Connected cars may give automakers the key to advertising dollars
The automotive industry is undergoing its biggest transformation since the 1908 Model T, the car that opened up travel to the middle-classes of America. But unlike in 1908, it isn’t about the price or production of a car, but how connectivity and automation will change the business model for manufacturers and the experience for consumers.
Autonomous vehicles are still at least a decade away from public launch, says Ford’s head of research Ken Washington, but the connected car should be reaching nearly 380 million consumers in less than five years.
There has been a significant rise in the sales of connected cars from 2015 to 2017 from eight million to 30 million, according to a Business Insider report. It estimates nearly 100 million connected cars will be sold by 2021.
The proliferation of this technology presents new opportunities for automakers, which have been relegated to selling the car and not much else. The connected car provides manufacturers with a way to sell software updates, infotainment services, and use the data collected for advertisements, similar to Google or Facebook’s business model.
Delphi, one of the largest automotive suppliers in the world, has already caught onto this trend. In 2015, it acquired a data analytics startup called Control-Tec for an undisclosed amount and Movimento in early 2017, a startup that works on providing over-the-air updates to cars.
Both acquisitions are clear signs that Delphi wants a piece of the connected car future, even if it is just supplying automakers with the capabilities to utilize this technology.
New revenue models
The hope, for automakers, is the connected car provides two revenue models, similar to Apple’s iPhones. The car is sold to the customer and then data is taken from what the driver listens to, where they live, where they work, how long they commute, which is then sold either as an advertising profile or to ad-networks.

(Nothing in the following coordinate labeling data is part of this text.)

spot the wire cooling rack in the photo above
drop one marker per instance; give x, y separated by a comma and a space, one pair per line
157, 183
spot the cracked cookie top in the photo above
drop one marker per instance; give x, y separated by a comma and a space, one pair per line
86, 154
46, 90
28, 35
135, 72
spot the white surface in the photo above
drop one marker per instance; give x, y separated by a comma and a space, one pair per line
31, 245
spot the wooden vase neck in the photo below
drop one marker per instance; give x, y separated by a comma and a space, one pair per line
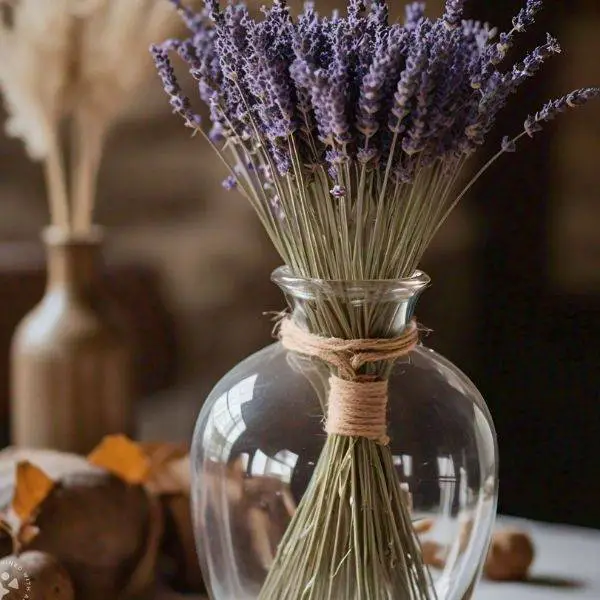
73, 262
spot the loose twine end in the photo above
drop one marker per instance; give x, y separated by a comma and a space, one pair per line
357, 404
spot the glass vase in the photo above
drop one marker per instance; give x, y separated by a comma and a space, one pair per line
260, 434
72, 379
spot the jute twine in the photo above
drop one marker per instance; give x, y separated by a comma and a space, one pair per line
357, 404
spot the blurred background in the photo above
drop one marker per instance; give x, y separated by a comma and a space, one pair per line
515, 299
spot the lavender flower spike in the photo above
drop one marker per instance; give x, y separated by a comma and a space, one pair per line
453, 13
526, 16
178, 100
414, 12
553, 108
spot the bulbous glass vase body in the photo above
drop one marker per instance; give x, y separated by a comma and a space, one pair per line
260, 434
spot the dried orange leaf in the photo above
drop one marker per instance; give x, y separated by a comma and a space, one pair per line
123, 458
32, 487
423, 526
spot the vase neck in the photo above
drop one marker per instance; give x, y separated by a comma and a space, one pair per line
352, 309
74, 263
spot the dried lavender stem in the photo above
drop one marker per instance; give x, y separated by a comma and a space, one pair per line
88, 138
56, 185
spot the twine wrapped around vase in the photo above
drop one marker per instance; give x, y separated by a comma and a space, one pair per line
357, 403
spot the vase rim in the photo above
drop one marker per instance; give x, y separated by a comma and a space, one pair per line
54, 235
308, 287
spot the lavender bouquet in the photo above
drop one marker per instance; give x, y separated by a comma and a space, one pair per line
348, 135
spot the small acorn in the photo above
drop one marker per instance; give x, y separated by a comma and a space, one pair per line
35, 576
510, 556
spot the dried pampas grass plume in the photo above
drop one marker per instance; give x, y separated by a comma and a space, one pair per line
63, 61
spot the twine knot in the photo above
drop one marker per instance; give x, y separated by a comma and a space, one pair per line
357, 403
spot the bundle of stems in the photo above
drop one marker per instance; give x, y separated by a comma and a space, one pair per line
64, 69
347, 135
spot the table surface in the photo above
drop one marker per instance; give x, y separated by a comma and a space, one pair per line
567, 566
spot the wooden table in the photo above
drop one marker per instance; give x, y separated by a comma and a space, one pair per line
567, 567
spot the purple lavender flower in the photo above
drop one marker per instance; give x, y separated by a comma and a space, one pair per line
453, 13
230, 182
508, 145
178, 100
413, 13
553, 108
322, 95
338, 191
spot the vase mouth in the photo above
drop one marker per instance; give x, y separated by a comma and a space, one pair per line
54, 235
309, 288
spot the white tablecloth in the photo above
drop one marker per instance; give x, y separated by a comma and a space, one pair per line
567, 567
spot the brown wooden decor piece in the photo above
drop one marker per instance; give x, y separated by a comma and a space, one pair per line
71, 356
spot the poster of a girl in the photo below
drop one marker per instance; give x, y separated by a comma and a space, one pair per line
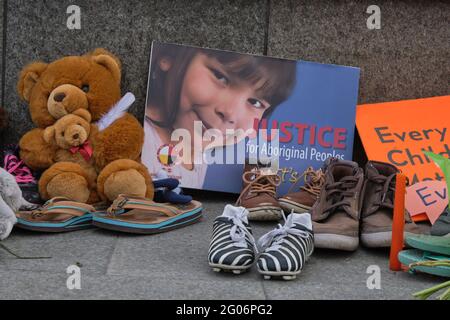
224, 90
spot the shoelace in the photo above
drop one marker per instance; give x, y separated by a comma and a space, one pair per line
259, 183
314, 180
18, 169
238, 230
273, 239
338, 191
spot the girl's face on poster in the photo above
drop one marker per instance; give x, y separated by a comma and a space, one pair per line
217, 99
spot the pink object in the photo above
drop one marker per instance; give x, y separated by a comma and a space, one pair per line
18, 169
429, 197
84, 149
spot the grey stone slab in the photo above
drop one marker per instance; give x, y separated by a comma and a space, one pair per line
91, 249
43, 286
37, 30
341, 275
407, 58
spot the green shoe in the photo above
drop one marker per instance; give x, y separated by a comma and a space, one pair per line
435, 244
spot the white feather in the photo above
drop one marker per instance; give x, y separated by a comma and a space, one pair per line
116, 112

It may be hard for the automaker to sell both however, as is the case with Apple’s decision to bundle software and update products for free. Consumers may also push back against having more of their personal information sold to the highest bidder.
In the U.S., consumer advocacy groups have called on automakers to ensure that private data will not be sold to advertising agencies. The European Union is also looking at legislation that would prevent the car becoming another product for advertising, as the computer and smartphone have become.